If someone has used this tool with such scenarios might be able to help you with.
I am referring to followingKB article from VMware. http://kb.vmware.com/selfservice/microsites/search.do?language=en_US&cmd=displayKC&externalId=206210...
It talks about template to be used of MS Certificate Authority server. However i am not able to find documentation about 3rd Party Certificates.

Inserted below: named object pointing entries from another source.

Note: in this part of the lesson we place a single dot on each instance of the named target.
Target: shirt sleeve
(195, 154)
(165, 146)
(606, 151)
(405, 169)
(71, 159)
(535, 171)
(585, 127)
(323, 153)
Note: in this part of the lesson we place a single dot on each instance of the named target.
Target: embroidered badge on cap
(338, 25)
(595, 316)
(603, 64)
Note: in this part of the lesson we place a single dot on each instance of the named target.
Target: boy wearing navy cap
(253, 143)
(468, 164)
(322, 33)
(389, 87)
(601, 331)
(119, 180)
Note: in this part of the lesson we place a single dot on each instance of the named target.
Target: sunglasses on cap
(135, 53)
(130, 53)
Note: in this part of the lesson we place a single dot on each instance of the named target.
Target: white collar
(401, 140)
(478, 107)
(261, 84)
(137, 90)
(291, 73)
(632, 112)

Does anyone have any experience with 3rd party certificates configuration with vRA?
I am referring to followingKB article from VMware. http://kb.vmware.com/selfservice/microsites/search.do?language=en_US&cmd=displayKC&externalId=206210...
It talks about template to be used of MS Certificate Authority server. However i am not able to find documentation about 3rd Party Certificates.
Does anyone have any experience with 3rd party certificates configuration with vRA?
That is true, but without the password to the keystore they are not very useful.